Dolmens became widespread in the Caucasian Riviera in the Middle Bronze Age (mid-3rd — early 2nd millennium BCE).
“Dolmen” is translated from Breton (the language of the Celtic group) as “a stone table”. These are stone tombs belonging to so-called megalithic structures, made of slabs or blocks that form a closed chamber. In the territory of Sochi, about 400 dolmens of different types have been discovered (also measured and described), and the search continues to this day. Dolmens are located throughout the territory of Sochi: they can be found in the village of Lazarevskoye, the villages of Khadzhiko and Kalezh, Soloniki, Solokhaul, in the area of the village of Krasnaya Polyana, near the village of Medoveyevka and so on. Dolmens are present not only in Sochi, but also in the Kuban region, Adygea, the Black Sea region (Anapa, Gelendzhik, Tuapse) and Abkhazia. All these structures have one feature in common — the facade part, usually with an entrance hole, which was closed with a massive mushroom-shaped plug so that other burials could also take place there.

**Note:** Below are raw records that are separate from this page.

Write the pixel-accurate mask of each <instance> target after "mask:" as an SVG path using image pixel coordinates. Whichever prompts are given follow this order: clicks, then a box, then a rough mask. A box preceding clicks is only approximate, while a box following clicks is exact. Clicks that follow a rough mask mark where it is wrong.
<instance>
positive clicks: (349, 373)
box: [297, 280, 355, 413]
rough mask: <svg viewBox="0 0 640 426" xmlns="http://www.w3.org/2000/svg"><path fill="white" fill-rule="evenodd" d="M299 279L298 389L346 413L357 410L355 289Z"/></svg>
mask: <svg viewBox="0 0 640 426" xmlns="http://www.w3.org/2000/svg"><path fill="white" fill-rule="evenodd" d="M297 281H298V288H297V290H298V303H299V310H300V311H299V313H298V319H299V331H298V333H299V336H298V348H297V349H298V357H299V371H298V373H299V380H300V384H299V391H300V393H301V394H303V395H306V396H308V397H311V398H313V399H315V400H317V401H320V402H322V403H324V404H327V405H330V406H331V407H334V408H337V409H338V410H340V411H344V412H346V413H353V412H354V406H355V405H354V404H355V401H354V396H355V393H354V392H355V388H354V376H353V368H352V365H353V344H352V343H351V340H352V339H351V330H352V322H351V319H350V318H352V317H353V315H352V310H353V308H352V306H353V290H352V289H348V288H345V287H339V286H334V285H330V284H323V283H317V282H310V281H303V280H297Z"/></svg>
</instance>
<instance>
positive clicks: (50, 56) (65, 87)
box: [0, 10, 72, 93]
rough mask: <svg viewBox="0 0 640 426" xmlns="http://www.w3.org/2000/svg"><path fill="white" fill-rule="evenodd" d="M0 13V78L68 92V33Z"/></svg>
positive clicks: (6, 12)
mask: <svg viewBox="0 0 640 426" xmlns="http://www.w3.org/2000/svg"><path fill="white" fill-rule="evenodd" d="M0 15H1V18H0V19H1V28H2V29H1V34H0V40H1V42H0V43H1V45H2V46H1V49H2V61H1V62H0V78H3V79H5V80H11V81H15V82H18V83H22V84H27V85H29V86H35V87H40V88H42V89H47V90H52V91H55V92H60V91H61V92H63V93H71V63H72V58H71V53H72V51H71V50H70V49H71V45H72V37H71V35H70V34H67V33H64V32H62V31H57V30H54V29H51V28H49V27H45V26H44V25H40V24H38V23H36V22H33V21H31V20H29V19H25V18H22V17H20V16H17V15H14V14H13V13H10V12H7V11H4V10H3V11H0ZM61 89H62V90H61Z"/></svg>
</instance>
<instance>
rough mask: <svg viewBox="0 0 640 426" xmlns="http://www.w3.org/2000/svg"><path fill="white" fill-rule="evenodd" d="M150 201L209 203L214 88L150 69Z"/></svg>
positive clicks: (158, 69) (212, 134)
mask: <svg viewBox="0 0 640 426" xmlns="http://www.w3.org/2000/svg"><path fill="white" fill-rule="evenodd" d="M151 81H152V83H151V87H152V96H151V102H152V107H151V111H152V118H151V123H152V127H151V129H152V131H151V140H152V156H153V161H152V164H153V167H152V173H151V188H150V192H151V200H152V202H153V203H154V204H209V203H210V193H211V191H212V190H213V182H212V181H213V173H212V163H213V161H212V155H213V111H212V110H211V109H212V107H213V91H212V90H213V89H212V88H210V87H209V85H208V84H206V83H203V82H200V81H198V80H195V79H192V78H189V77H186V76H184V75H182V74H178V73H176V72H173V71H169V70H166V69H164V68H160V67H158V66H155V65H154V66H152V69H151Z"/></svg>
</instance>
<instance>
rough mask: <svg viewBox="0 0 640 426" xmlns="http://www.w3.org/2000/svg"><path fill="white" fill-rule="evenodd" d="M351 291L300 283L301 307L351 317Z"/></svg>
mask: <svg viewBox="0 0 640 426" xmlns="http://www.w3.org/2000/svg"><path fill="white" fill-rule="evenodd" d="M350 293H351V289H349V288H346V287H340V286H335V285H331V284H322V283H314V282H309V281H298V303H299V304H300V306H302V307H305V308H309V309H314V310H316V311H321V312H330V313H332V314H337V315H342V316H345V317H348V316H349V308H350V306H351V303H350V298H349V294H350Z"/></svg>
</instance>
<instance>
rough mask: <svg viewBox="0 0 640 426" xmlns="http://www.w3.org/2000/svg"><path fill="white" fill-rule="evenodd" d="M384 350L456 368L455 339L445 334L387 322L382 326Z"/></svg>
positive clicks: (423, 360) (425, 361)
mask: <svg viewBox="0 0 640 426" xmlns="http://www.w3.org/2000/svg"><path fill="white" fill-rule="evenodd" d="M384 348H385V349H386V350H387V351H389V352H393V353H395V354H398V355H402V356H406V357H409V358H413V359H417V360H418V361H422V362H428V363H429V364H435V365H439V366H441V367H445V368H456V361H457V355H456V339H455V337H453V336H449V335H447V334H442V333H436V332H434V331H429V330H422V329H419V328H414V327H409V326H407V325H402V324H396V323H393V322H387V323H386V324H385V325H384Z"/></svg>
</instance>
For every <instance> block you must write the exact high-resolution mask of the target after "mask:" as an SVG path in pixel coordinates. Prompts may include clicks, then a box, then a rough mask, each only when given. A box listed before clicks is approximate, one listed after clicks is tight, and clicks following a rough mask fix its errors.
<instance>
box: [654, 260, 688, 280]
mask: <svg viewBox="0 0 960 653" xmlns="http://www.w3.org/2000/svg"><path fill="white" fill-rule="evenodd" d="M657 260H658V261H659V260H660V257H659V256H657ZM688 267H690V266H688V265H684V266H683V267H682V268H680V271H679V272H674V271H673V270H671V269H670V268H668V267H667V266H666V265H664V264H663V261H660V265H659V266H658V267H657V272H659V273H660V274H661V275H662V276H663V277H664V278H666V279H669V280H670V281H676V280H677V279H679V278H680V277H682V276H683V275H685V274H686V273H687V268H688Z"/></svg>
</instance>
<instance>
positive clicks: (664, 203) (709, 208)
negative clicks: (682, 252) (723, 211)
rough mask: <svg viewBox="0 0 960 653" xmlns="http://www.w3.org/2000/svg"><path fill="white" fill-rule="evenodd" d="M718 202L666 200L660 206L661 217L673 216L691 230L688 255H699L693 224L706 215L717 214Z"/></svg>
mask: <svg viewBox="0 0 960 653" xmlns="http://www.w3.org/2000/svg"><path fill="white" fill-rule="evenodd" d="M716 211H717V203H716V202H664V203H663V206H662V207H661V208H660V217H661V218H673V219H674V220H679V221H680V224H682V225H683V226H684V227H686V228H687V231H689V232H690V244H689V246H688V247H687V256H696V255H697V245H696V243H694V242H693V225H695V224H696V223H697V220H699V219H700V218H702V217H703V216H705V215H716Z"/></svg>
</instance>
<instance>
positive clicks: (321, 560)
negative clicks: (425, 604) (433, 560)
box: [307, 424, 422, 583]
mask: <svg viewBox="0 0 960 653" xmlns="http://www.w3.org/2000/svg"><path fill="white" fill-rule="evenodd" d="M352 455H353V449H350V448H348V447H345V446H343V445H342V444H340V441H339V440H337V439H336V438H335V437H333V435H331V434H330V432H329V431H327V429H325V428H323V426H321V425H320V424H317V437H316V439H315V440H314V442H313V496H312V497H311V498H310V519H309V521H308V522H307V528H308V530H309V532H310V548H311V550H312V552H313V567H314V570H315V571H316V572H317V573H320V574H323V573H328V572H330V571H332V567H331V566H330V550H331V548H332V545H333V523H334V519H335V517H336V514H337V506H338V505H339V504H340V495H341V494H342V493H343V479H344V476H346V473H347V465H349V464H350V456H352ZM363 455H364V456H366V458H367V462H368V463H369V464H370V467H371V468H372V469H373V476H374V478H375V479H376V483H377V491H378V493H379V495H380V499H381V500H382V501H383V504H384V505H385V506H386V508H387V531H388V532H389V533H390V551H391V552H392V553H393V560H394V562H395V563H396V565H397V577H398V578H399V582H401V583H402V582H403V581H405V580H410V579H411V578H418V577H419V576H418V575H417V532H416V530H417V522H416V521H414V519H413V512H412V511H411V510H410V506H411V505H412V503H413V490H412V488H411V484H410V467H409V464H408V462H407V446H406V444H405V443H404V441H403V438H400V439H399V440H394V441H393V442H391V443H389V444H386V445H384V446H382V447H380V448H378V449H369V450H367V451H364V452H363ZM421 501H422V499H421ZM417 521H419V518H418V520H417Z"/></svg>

A place for a tomb was always chosen where an outcrop of sandstone or limestone was. Dolmens with two entrance holes are found extremely rarely in the territory of Sochi. To date, only three have been discovered, and this feature is present in both slab dolmens (two monuments) and trough-shaped ones (one monument). A unique monument has been discovered not far from the village of Tkhagapsh in the Lazarevsky district of Sochi: it has two false entrances apart from a real one. The false facade was probably intended to protect the burial from potential robbers or prevent the addition of burials. Apart from portal projections, a false hole and a false plug were made, while the real hole was placed in the back or side walls. After the remains of the deceased, together with the burial inventory, were placed in the dolmen through the entrance hole, it was closed with a stone plug.